The role of the United Nations Organisation has to be crucial in dealing with countries about the resolution of the many burning problems of humanity. The highest priority in this devastating situation should be the organization of the congress related to the current pandemic situation or an immediate conference to stop wars, and with engaged decisions for all countries. The ONU should and can save and preserve life, alleviate human suffering, stop wars and safeguard the dignity of the world's population, together with its existing numerous organizations and specialized agencies. However, international organizations, including the United Nations, are still structured in a constitution dominated by the superpowers. They have no strength to settle with balance and justice an international crisis in which classical procedures of mediation are inadequate.

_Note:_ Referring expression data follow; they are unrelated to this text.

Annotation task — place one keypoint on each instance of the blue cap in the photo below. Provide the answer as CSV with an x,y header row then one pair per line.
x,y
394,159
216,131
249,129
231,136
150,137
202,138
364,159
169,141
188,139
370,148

A radical reform of the ONU status and regulations was unsuccessfully debated for years. Because of the inherent weakness of the institutions it is impossible to limit or deny any operation of the sovereign states. There is a vision for the future in which the ONU would become an active world government based on full sovereignty in a world power and therefore responsible for the welfare and common happiness of the entire mankind. Totally reformed on a wide scale, the ONU would become a federal institution, structured on the principles of democracy, freedom, equal opportunities, peace and welfare for every citizen. Racism, xenophobia, exploitation would be completely banished, as well as any form of military threat, proliferation of weapons and the use of force as a means of oppression.

The ‘One World Organisation’ would be a good first step, formed by qualified representatives of major world-wide cultures, with shared and unified sovereignty and democracy.

Coronavirus is reshaping the world. The next months and maybe years could be seen to be the most difficult in history, and the world is in a critical time. Is this situation taking us further into a society of those who are exploited and those who are doing the exploiting? Do we accept the ‘new normal’, or we are able to built a better world?